Does the U.S. Have a Clear COVID-19 Data Sharing Strategy?
As pharmacies begin to expand access to coronavirus testing, questions remain about the country’s COVID-19 data sharing strategy and workflows.
As pharmacies step up to expand coronavirus testing, again highlighting their pivotal role in the COVID-19 pandemic, there are still questions that remain about COVID-19 data sharing. Data has become a critical and valuable resource for understanding the virus. It’s also having an impact on the decisions that leaders make as they determine if it’s safe to lift stay at home bans. Data sharing is not new to the healthcare ecosystem, but it’s always been fraught with challenges. The question is, are those issues being addressed?
Pharmacies Announce Plans to Expand COVID-19 Testing
Walgreens recently announced a partnership with LabCorp to have drive-thru testing in 49 states and Puerto Rico. The implementation of these testing sites will be determined in collaboration with government officials. They expect to be able to test 50,000 individuals a week. However, patients still must meet certain criteria for testing, as outlined by the CDC. Walgreens will use the LabCorp nasal swab diagnostic test. The pharmacy chain did not clarify how the data will be collected and shared.
CVS also announced that it plans to offer self-swab testing at locations for those that meet the CDC requirements. They expect to have 1,000 locations with the capability by the end of May with the capacity to process 1.5 million tests each month. CVS also did not convey their strategy for COVID-19 data sharing.
Challenges Related to Aggregating and Sharing Testing Data
City, state, and federal officials are all diving deep into data to respond to coronavirus. That data is helping create predictive models regarding the proliferation and spread of the disease. Much of that is based on testing data, which has been under speculation, for several reasons:
- Widespread testing isn’t yet available
- To get tested, patients must meet specific criteria
- There are different tests
- Variables regarding false positives and negatives
In the world of big data, these aspects make the quality of the data questionable. It’s not simply the many variables—lots of data has variables. But remember, there was not a plan in place for how to test for a virus pandemic. The response has been hurried, emphasizing testing, yet states didn’t have the tests or a process.
In a perfect world, it would be possible to aggregate all these streams of data. However, healthcare data sharing has always been a complicated process. COVID-19 has made this all too apparent.
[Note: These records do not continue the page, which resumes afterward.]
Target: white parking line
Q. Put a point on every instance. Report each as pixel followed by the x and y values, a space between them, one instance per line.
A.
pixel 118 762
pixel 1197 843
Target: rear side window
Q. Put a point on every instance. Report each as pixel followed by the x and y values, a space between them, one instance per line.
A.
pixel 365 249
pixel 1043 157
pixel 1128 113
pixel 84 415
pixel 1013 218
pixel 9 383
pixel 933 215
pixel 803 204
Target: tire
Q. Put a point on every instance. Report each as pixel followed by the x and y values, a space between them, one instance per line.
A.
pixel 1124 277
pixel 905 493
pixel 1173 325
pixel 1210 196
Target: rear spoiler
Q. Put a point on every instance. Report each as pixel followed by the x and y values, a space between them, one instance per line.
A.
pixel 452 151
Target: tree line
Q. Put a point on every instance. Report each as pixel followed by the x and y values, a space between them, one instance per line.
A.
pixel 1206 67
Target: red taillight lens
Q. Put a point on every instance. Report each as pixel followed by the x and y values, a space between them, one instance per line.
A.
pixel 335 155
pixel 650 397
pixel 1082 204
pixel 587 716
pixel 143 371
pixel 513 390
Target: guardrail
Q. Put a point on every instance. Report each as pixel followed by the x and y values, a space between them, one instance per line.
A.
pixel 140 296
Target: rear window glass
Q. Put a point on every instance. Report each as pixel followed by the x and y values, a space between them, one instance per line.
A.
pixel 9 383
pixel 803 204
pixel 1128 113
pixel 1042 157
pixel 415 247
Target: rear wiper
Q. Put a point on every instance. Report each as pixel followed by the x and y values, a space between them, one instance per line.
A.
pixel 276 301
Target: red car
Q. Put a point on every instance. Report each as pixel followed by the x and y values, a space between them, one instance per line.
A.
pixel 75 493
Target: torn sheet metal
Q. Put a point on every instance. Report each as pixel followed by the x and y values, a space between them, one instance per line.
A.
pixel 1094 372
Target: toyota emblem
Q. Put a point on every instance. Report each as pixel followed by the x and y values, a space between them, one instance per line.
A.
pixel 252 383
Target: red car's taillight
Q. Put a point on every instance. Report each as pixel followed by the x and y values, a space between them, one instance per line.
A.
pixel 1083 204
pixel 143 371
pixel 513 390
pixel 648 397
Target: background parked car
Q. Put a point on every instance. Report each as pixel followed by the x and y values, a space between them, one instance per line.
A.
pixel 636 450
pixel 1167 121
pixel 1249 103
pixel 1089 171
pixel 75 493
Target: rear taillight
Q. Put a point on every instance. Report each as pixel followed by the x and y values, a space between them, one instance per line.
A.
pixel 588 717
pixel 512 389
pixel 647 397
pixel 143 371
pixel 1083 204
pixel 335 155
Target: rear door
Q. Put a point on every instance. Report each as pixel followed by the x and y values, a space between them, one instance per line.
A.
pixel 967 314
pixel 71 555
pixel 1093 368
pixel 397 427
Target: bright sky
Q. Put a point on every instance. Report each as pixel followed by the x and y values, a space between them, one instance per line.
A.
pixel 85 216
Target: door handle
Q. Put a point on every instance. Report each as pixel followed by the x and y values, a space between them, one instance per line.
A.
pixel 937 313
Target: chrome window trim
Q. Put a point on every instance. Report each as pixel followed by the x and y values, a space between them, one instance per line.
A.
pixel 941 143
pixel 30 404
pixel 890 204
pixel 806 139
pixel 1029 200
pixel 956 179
Patient-Level COVID-19 Data
One of the biggest concerns is that patient-level COVID-19 data is not publicly available. The available data lacks comprehensive detail beyond the typical points. To understand the virus and its path, global researchers need access to the data. No such database exists, and it would be a difficult path to make it happen.
If the U.S. already has a world of challenges related to data sharing, which were to be somewhat corrected by the new interoperability rule, then merging information from every nation would seem impossible.
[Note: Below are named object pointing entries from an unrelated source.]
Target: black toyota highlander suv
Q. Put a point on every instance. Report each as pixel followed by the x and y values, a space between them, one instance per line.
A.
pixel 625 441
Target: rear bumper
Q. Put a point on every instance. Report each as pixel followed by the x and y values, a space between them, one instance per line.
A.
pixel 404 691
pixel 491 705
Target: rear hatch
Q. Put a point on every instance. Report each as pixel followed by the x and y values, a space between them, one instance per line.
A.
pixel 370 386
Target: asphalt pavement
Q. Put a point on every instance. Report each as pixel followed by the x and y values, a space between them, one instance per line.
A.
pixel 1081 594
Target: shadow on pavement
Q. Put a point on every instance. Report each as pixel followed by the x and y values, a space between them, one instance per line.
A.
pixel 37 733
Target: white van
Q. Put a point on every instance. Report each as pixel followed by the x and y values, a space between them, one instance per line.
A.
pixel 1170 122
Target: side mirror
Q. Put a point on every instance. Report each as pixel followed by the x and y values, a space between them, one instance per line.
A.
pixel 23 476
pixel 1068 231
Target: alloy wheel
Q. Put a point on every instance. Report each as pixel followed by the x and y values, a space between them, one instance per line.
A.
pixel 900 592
The reason for a database not existing isn’t because of the absence of technology or precedent. For example, the Medical Information Mart for Intensive Care (MIMIC) has been a model of publicly available, de-identified electronic health record data sharing. With MIMIC as a prototype, it’s evidence of the possibility.
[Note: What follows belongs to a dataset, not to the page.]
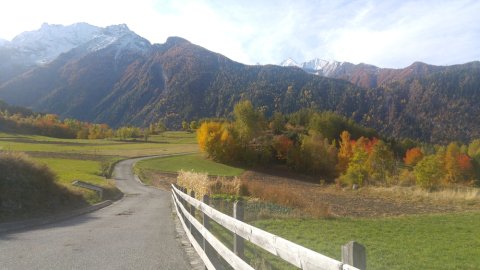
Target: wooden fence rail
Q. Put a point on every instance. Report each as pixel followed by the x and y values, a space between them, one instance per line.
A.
pixel 295 254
Right now, the U.S. is up against many challenges to set a new path—regulatory hurdles, budgets, collection processes, and more.
Interoperability Is Critical Concern in COVID-19 Data Sharing
It is possible to have a greater data sharing initiative with COVID-19, but interoperability deals a lot of uncertainty. First, there is the fact that if pharmacies are acting as testing sites, where does the data go? Pharmacies don’t have EHRs; instead, they use pharmacy software to track patients and medications. It’s not entirely unlike an EHR, but in most cases, the information a pharmacy stores on a patient isn’t what the hospital or medical practice has.
Further, while HIPAA governs regulations on the collection, use, and transmission of PHI, each state has different policies. Those policies are different because insurance is regulated at the state level.
Without national standards on interoperability, the process lacks consistency. It’s already hard to share patient data with another provider, not in their network. How can this possibly scale on a national or global level?
COVID-19 Will Forever Change Data Sharing in Healthcare
The U.S. healthcare system already knew it had a PHI data sharing problem. While we depend on technology to drive efficiency and convenience, it often doesn’t work out that way in healthcare. While the new interoperability rule was already published (its enforcement has since been extended), the coronavirus pandemic will certainly inform it, and any further calls for improved data sharing in the future.
What do you think? What are some practical and proactive steps the country can take right now to improve data sharing?